I’m not pirateing. I’m building my model.
Judge backs AI firm over use of copyrighted books
Submitted 7 hours ago by Davriellelouna@lemmy.world to technology@lemmy.world
https://www.bbc.com/news/articles/c77vr00enzyo
Comments
gedaliyah@lemmy.world 7 hours ago
QuadratureSurfer@lemmy.world 5 hours ago
To anyone who is reading this comment without reading through the article. This ruling doesn’t mean that it’s okay to pirate for building a model. Anthropic will still need to go through trial for that:
But he rejected Anthropic’s request to dismiss the case, ruling the firm would have to stand trial over its use of pirated copies to build its library of material.
Artisian@lemmy.world 2 hours ago
I also read through the judgement, and I think it’s better for anthropic than you describe. He distinguishes three issues: A) Use any written material they get their hands on to train the model (and the resulting model doesn’t just reproduce the works).
B) Buy a single copy of a print book, scan it, and retain the digital copy for a company library (for all sorts of future purposes).
C) Pirate a book and retain that copy for a company library (for all sorts of future purposes).
A and B were fair use by summary judgement. Manning this judge thinks it’s clear cut in anthropics favor. C will go to trial.
the_q@lemmy.zip 6 hours ago
An 80 year old judge on their best day couldn’t be trusted to make an informed decision. This guy was either bought or confused into his decision. Old people gotta go.
Grimy@lemmy.world 7 hours ago
80% of the book market is owned by 5 publishing houses.
They want to create a monopoly around AI and kill open source. The copyright industry is not our friend. This is a win, not a loss.
OmegaMouse@pawb.social 7 hours ago
What, how is this a win? Three authors lost a lawsuit to an AI firm using their works.
ShittyBeatlesFCPres@lemmy.world 46 minutes ago
I would harm the A.I. industry if Anthropic loses the next part of the trial on whether they pirated books — from what I’ve read, Anthropic and Meta are suspected of getting a lot off torrent sites and the like.
It’s possible they all did some piracy in their mad dash to find training material but Amazon and Google have bookstores and Google even has a book text search engine, Google Scholar, and probably everything else already in its data centers. So, not sure why they’d have to resort to piracy.
Grimy@lemmy.world 3 hours ago
The lawsuit would not have benefitted their fellow authors but their publishing houses and the big ai companies.
sentient_loom@sh.itjust.works 7 hours ago
How exactly does this benefit “us” ?
gaylord_fartmaster@lemmy.world 5 hours ago
Because books are used to train both commercial and open source language models?

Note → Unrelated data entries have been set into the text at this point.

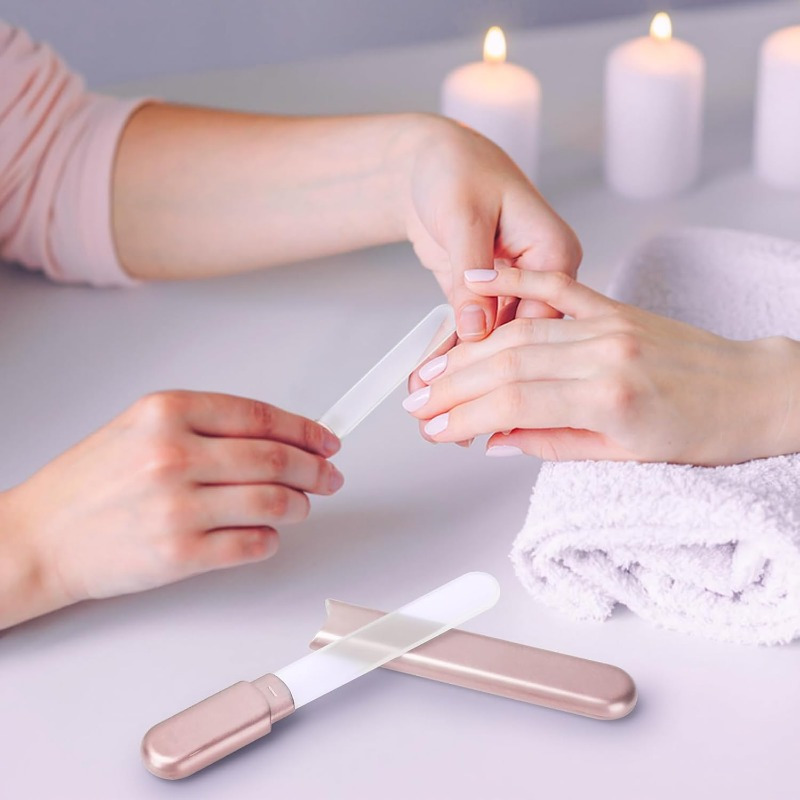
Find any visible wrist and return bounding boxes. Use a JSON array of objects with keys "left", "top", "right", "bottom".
[
  {"left": 388, "top": 112, "right": 464, "bottom": 240},
  {"left": 0, "top": 487, "right": 71, "bottom": 630},
  {"left": 748, "top": 336, "right": 800, "bottom": 456}
]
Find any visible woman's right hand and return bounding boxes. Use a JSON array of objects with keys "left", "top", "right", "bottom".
[{"left": 0, "top": 391, "right": 344, "bottom": 628}]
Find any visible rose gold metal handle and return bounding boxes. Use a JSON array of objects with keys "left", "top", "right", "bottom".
[{"left": 142, "top": 674, "right": 294, "bottom": 780}]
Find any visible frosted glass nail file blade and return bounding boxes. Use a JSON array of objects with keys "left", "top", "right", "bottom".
[
  {"left": 142, "top": 572, "right": 500, "bottom": 780},
  {"left": 319, "top": 305, "right": 456, "bottom": 439}
]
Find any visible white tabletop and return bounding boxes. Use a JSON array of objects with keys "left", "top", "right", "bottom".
[{"left": 0, "top": 2, "right": 800, "bottom": 800}]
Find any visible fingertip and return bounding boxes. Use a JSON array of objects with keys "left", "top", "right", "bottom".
[
  {"left": 328, "top": 464, "right": 344, "bottom": 494},
  {"left": 457, "top": 302, "right": 496, "bottom": 342},
  {"left": 317, "top": 422, "right": 342, "bottom": 458}
]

hendrik@palaver.p3x.de 7 hours ago
Keep in mind this isn't about open-weight vs other AI models at all. This is about how training data can be collected and used.
bob_omb_battlefield@sh.itjust.works 6 hours ago
If you aren’t allowed to freely use data for training without a license, then the fear is that only large companies will own enough works or be able to afford licenses to train models.
Grimy@lemmy.world 3 hours ago
Because of the vast amount of data needed, there will be no competitive viable open source solution if half the data is kept in a walled garden.
This is about open weights vs closed weights.
SonOfAntenora@lemmy.world 6 hours ago
Cool than, try to do some torrenting out there and don’t hide that. Tell us how it goes
MyOpinion@lemmy.today 3 hours ago
I hate AI with a fire that keeps we warm at night. That is all.
AbouBenAdhem@lemmy.world 6 hours ago
IMO the focus should have always been on the potential for AI to produce copyright-violating output, not on the method of training.
Artisian@lemmy.world 2 hours ago
Plantifs made that argument and the judge shoots it down pretty hard. That competition isn’t what copyright protects from. Would love to hear your thoughts on the ruling (it’s linked by reuters).
SculptusPoe@lemmy.world 6 hours ago
If you try to sell “the new adventures of Doctor Strange, Steven Strange and Magic Man.” existing copyright laws are sufficient and will stop it. Really, training should be regulated by the same laws as reading. If they can get the material through legitimate means it should be fine.
devfuuu@lemmy.world [bot] 6 hours ago
That “freely” there really does a lot of hard work.
hendrik@palaver.p3x.de 7 hours ago
Previous discussion: https://programming.dev/post/32802895
BlameTheAntifa@lemmy.world 21 minutes ago
Image
Anakin: “Judge backs AI firm over use of copyrighted books” Padme: “But they’ll be held accountable when they reproduce parts of those works or compete with the work they were trained on, right?” Anakin: “…” Padme: “Right?”